In the distance through the trees I could see the edge of the old granite quarry. This was the secret of these woods; a sacred place of play, peace, and ritual. The quarry was about the size of a football field, spring fed with the purest, cleanest water that the earth could bubble up. On three sides were nearly vertical rock walls that reached 30 feet high. There were enough granite pieces jutting from the walls that they could be climbed, but it was risky. A misstep would send the unlucky adventurer splashing into the water. On the remaining side there was a mossy beach with large, flat granite stones for laying in the sun and a few firm stumps for sitting. All around the quarry were half-buried remnants of the machines used for cutting and hauling stone when the quarry was active; pulleys, thick steel cable, and huge iron casings whose purpose was unclear.
In back was the granite junk pile, a mountain of gigantic broken or mis-shaped stones that were unsuitable as product from the quarry and carelessly discarded.
Oddly, when reckless groups of teenagers would romp through the woods looking for a place to drink and smoke, they seemed to miss the quarry, finding instead the waterfall a half mile away which was now littered with empty beer cans, a rusted shopping cart, and occasional white condoms sticking out of the ground that could easily be mistaken for mushrooms. When they did stumble upon the quarry, they would go silent, there might be uncomfortable laughter, and they’d quickly move on. Sometimes one of the boys or girls would come back a few days later and sit quietly on the bank.
The ground between the trees didn’t look too soggy. Woody and I made our way through the brittle branches to the quarry, he faster than I.
The surface ice had melted and the water was completely still. It was too soon for fish and frogs, although it would not be long. Hints of green peeked trough at the edges, but only barely. A bird chirped somewhere nearby, but only one. Soon there would be thousands. The old soul here was beginning to stir. I sat on a warm stone, let my thoughts drift, and shifted into the peaceful consciousness around me.
Yes, the quarry was waking from the winter. I felt tiny bubbles seep out from the mud at the bottom, slide along the ice to the melted edge, then float up to the surface. Something was beginning to breathe. Something stirred inside an egg, another thing twitched as a heart began to beat slowly. Roots at the edge started to drink as the ice in the ground released and let water through again. This had happened a thousand, a hundred thousand, a million times before.
The quarry had been dreaming about the busy times. Men and horses arrived every morning carrying lunchboxes and tools. Huge blocks of stone would be hewn from the bottom and sides of the widening hole, cut, and taken away. There was constant activity, shouting, hammering, a cacophony of sounds that completely obliterated nature’s noises. The quarry changed its form during those days; from an unnoticeable underground rock to a deep busy chasm filled with men and machinery.

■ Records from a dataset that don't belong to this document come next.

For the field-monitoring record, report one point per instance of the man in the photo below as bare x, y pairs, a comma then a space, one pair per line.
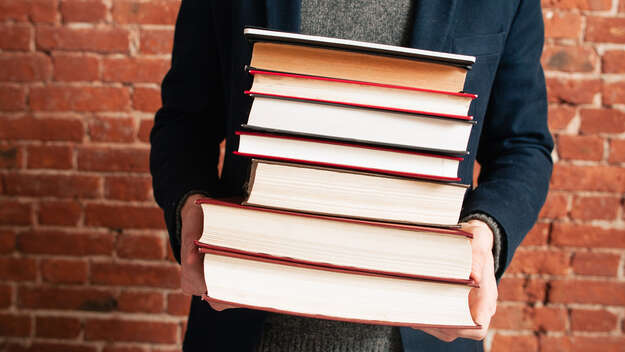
203, 102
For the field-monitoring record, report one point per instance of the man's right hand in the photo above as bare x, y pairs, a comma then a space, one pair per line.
192, 276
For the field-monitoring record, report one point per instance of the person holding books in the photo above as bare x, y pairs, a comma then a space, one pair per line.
203, 103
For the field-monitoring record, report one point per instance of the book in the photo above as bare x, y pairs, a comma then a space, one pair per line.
354, 156
438, 254
331, 293
358, 61
331, 90
352, 123
354, 194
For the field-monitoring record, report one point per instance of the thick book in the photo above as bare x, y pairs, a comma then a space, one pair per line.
363, 94
349, 122
359, 61
436, 254
331, 293
362, 157
353, 194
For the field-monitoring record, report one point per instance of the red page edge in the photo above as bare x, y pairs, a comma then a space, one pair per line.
339, 80
457, 117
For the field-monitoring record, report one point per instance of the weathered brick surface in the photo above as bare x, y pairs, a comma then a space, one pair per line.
85, 264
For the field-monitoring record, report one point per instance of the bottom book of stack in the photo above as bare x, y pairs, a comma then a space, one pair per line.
335, 268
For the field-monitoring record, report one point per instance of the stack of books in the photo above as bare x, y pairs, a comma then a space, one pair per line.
352, 204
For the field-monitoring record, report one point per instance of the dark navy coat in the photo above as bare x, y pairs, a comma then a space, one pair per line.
203, 103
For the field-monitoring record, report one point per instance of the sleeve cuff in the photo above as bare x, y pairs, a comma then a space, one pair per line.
497, 237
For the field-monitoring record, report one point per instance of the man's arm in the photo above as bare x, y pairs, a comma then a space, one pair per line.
515, 146
189, 126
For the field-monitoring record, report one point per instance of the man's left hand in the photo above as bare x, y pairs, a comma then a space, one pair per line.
482, 299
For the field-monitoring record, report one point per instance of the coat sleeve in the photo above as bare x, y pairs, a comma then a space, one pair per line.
190, 124
515, 146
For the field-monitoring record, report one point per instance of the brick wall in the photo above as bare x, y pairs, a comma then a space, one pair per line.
84, 262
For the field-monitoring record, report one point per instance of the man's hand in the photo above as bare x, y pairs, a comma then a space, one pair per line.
483, 299
192, 276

One fall, as the quarry drifted off to sleep, it decided that the transformation was complete. Its dream through the winter was of a sacred place that softly glowed with tranquility. In the following early spring, the quarry, in its own moment of ‘tween brought the dream awake with it.
It began as a small puddle at the bottom of the great hole. The men frantically installed pumps and pipes but still, the puddle remained. “It is time to go,” said the quarry to the men and with eternal gratitude to the men for what they had sculpted of it, the quarry began filling with water.
I thanked the quarry, stood up, and my friend and I walked deeper into the woods.